The UK is not alone in this, and both the US and Eurozone are facing similar inflationary pressures. With upcoming midterm elections in the US, inflation is expected to be a key issue that could see Joe Biden’s Democrats lose control of the Houses of Congress.
Governments and central banks haven’t sat back idly by but have taken action to try and limit inflation. One of the levers central banks have is to increase interest rates. Higher interest makes it more expensive to borrow, which generally reduces spending, reducing demand, and therefore reducing pricing pressure and inflation. The Bank of England has increased its central rates by 0.25% repeatedly this year, while in the US, the Federal Reserve recently increased its central rate by 0.75%.
Of course, this creates its own challenges. For a population already struggling with the cost of living, additional costs are potentially unwelcome.
With many economies still fragile post COVID-19, there is also a risk that if banks were to increase interest rates too much, it could cause a recession.
For wealth managers, this has created a difficult situation. Although we know we are facing high levels of inflation and increasing interest rates, there are still questions we cannot know the answer to. For example, is this inflation transient? How much of the inflation is being caused by the war in Ukraine, and how much is the aftermath of COVID-19? We simply don’t know at this stage. Different asset classes will react differently depending on the answers to these questions.
For example, you may have seen the word ‘stagflation’ mentioned in recent weeks. This is where we have high inflation coupled with a recession, and it’s a real possibility. In this scenario, there are very few places to hide, but typically gold and commodities perform best.
Unfortunately, these two asset classes often struggle in other scenarios – for example, if this inflation turns out to be transient and central banks become too aggressive. This could drive inflation down too far, just as the economy falls into a recession. In this case, you would want to be invested more heavily in bonds.
And what if central banks get it ‘just right’? This is the so-called ‘goldilocks’ scenario, where interest rates help bring down inflation, and we return to growth. In this environment, it is better to invest in equities – and while the idea of share prices bouncing back right now might seem far-fetched, don’t forget how quickly markets turned around in the first few months of COVID-19.

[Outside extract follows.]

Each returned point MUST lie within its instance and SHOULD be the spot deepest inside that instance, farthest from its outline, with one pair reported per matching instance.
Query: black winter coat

So, there are three different but plausible scenarios, each of which will favour a different asset class. What do you do?
The wrong answer is to take all your money out and hold it in cash until things become clearer. Right now, inflation is over 9%, and is predicted to get higher as the year goes on. Even after the interest rate increases, the central rate is still only 1.25%. A long-term fixed rate Cash ISA isn’t likely to earn much more than 2.5% interest, and you’re going to earn substantially less than this in an instant access account. This means you are guaranteed to lose purchase power with whatever cash you hold.
Instead, the key here is to ensure you hold a well-diversified portfolio, containing well thought-out asset allocations for your risk profile. These are two of our core Investment Beliefs. This way, you will not be too exposed to any one asset class, reducing the risk of volatility, and will be well placed to benefit from any future bounce-back, whatever form it may take.
Past performance is not indicative of future performance. The value of an investment with St. James’s Place will be directly linked to the performance of the funds you select, and the value can therefore go down as well as up. You may get back less than you invested.
An investment in Equities do not provide the security of capital which is characteristic of a deposit with a bank or building society or a Cash ISA.